Initial care was provided by the kindly and motivated staff at Kercepholon’s Grasp leviathan-mending hospital, who provided the expertise needed to keep Krystalwing subdued in slumber and nourished on an intravenous diet of liquefied medical cadavers. Meanwhile, a state-of-the-art compound was created by a substantial charitable effort from Glormfoot Brobdingpants’ Extra-Large ‘Giant-Sized’ Constructions, which did necessitate Glormfoot himself working four sixteen-hour shifts in a row and the emptying of several quarries-worth of mettlemarble and aurichalcum for the fencing, substrate mesh, and ‘finite-sky’ aviary blindscape. Finally a sacrificial colony of mnenemical worm-people was installed in the location and given a careful selection of rich inner lives and subjective experiences to ingest and assume as their own so as to provide a suitably renewable, nourishing, and affordable faux-sapient food source.

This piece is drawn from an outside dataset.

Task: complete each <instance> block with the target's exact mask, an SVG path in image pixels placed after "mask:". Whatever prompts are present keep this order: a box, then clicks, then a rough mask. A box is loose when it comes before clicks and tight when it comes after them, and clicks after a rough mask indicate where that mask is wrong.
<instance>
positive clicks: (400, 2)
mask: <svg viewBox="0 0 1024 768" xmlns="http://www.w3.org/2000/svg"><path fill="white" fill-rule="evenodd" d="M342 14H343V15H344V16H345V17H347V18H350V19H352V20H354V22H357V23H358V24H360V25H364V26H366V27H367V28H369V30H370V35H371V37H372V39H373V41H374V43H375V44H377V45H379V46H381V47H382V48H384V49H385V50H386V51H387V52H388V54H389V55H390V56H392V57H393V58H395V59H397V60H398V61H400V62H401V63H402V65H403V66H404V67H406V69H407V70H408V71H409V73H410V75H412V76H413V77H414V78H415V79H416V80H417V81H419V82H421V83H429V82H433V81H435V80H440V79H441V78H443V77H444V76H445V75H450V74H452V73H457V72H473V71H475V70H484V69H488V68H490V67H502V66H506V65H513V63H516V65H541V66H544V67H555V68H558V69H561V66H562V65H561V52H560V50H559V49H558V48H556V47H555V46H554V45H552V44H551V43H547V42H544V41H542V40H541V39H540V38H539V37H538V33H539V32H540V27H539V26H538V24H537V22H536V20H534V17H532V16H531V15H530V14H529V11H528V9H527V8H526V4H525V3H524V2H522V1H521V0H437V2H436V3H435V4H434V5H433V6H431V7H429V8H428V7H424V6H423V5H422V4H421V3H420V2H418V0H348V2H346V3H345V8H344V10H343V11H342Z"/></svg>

Two years on and we’re proud to say that all the difficulties and hardships have been worth it: Krystalwing is as healthy and happy as she’s likely to ever be, although she will never be releasable due to her over-habituation in prior captivity and the strong likelihood of a class IIX Armageddon if she’s ever uncontrolled for more than sixty minutes. She will spend the rest of her four-kalpa lifespan in our care where she receives ample food, dedicated medical attention, and a safe home that can withstand the unnamed energies radiating from her every heartbeat.

I’m somewhat light on personal anecdotes involving Krystalwing myself, as I only began working with her last year after her principal caregiver quit to spend more time with his grandchildren. I can, however, confidently report that any rumours regarding her internal autocatalysis spinning up out of control are completely false. Instead it thrums steadily and smoothly, like a heartbeat. If Krystalwing the Merciless ever suffers a catastrophic humour imbalance that spins her and this entire care center into a catastrophic neogenesis – resetting the land itself back to the primordial youth of this plane, when matter was a suggestion and space a novelty –  it will definitely not be by happenstance.

She could almost certainly do it on purpose, mind you, but I doubt she will. She REALLY likes it when I give her backskritches.